Atabet had come out to help me. “Grab my hand,” he grinned, pulling me up on the sand. “Where did you find that?” A ribbon of seaweed was draped over one of my shoulders. “Take it.” I was gasping for breath. “Take it and frame it!”
“Jesus!” I fell on the ground. “Do we have to cross that thing again?”
“Just going back,” he said. “But the tide’ll be in and we can swim all the way.” I sat down to regain my breath. To the south, there was a long crescent of steeply rising hills and the beach curved with it for miles. A fogbank was moving southeast, at an angle to the shore, forming a valley that was bounded by mountains on one side and mist on the other. He swept an arm toward the moving horizon. “It was worth it,” he said. “Just look at the view.”
The inlet ran along the San Andreas fault, I thought. Continental plates were grinding together below us, down to depths of forty miles. “Do you feel those tremors?” I said. “People say you can feel them all the time out here.”
“But we haven’t got to the best part yet.” He pulled me up. “I promise the rest of it’s easy.”
We crossed the beach to the ocean. Then he started to run through the surf. There were boulders ahead, and another series of tidepools. In water up to his waist, he waded through an opening of rock and signaled for both of us to follow.
I looked through the opening he had gone through. There in front of us, like something I had seen in a dream, stood a vault of boulders and glistening sealife, a cavern carved into the last remains of the sandstone cliff. A golden ochre stalactite hung from the grotto roof and the wet slick walls were covered with reddish algae.
Corinne had come in beside me. With her hair hanging over her shoulder, she looked like a sea-creature I’d seen in a dream. He pulled her to him. Standing side by side they might have been satyr and nymph, two figures from a time before history . . . “See this?” He touched the rock. “Does it remind you of somet
hing familiar?”
The red surface was covered with ribbons of purple weed, green collars of moss and the black backs of mussels. But gleaming through everything else was the boulder itself, a slippery brilliant surface that looked like living flesh.
“Your painting,” I said. “It looks like the flesh in your painting.”
“It’s where I got the idea.
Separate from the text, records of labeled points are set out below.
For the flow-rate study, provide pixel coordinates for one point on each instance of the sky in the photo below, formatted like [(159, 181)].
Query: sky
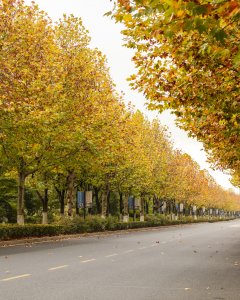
[(105, 35)]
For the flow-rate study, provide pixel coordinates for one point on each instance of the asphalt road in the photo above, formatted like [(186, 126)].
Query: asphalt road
[(196, 261)]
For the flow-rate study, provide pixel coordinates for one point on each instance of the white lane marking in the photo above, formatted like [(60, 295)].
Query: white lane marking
[(58, 267), (128, 251), (111, 255), (16, 277), (88, 260)]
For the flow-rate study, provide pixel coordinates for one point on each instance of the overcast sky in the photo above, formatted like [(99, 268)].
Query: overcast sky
[(106, 36)]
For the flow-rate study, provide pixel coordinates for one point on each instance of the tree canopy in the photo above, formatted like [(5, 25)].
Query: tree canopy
[(187, 57)]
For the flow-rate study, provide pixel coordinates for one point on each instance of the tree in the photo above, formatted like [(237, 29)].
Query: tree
[(28, 90), (188, 56)]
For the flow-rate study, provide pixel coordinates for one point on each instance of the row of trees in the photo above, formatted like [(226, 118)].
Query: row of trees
[(64, 127)]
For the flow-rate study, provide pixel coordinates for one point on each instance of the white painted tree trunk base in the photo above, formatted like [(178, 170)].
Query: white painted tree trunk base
[(44, 218), (20, 219)]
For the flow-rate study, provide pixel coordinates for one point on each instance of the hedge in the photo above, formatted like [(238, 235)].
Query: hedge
[(93, 224)]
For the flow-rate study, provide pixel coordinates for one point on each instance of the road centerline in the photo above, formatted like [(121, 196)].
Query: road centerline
[(111, 255), (88, 260), (16, 277), (58, 267)]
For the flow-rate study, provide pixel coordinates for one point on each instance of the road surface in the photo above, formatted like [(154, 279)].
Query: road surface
[(195, 261)]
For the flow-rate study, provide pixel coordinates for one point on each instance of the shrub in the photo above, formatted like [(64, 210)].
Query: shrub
[(91, 224)]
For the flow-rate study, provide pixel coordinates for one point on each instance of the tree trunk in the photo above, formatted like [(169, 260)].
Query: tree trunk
[(45, 207), (98, 204), (121, 203), (20, 203), (142, 208), (70, 192), (108, 203), (125, 209), (61, 198), (44, 200), (104, 204)]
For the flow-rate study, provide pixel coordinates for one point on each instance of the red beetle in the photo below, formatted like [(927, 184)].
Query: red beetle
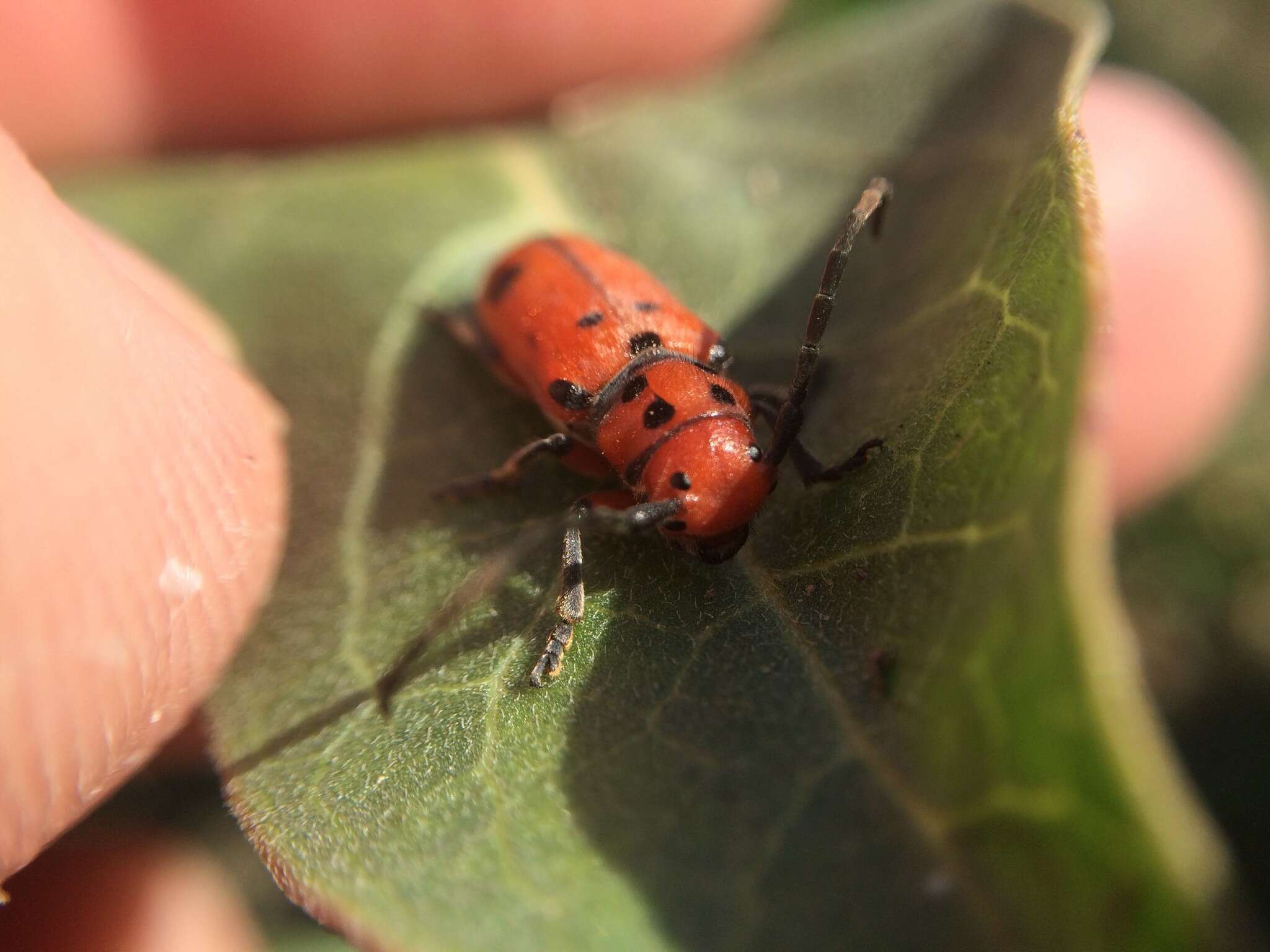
[(637, 385)]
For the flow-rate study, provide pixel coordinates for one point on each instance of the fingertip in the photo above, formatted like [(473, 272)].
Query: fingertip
[(1185, 240), (143, 517), (117, 894), (126, 77)]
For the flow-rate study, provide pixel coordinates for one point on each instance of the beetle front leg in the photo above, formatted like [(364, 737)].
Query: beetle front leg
[(569, 604), (614, 512)]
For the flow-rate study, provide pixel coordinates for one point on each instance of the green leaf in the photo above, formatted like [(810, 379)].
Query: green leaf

It’s my master.” He ran his hand down the wall, and wiggled a fern-like creature that was dangling near his shoulder. “Isn’t it familiar?” he murmured. “Like something you’ve known?”
I looked up through the opening to the sky. Yes, there was something familiar. This cavern of the sea was like something inside us.
She leaned on his chest with the fern. “It tastes good,” she said. “Here, see?”
He bent down and kissed it. They seemed unfamiliar and remote, two figures in a dim foreign land.
“It tastes like you,” he whispered.
I leaned back on a rock for support. Each surface felt warm and alive, and the grotto was shaped like a heart. As he bent toward her face I remembered a time I had almost died passing through a place like this. These red slippery walls still might crush me. I crossed to the wall and pressed my hand against it. Memories of my mother were rising. And her smell. And my father’s voice calling . . . .
“Corinne,” he said softly. “Would you see if the tide’s coming in.” She went out through the opening we had come through. Against the towering rocks Atabet seemed a tiny figure.
“Jake,” I whispered. “I’d like to go.”
“In a minute,” he whispered. “We’ll go in a minute.”
“We’ve got to go now!” Corinne yelled. “The tide’s come up all at once!” A wave hit the cliffs, and foaming surf came sliding in around us. He led me out to the ledge, but our escape route was covered with churning white water. “We’ll have to swim!” he shouted. “Just let the breakers take you. Darwin, you go first. We’ll watch until you get there.”
I looked down at the waves. If one caught you wrong, it could drive you down to the bottom. “You go!” I shouted back. “Show me how to do it.”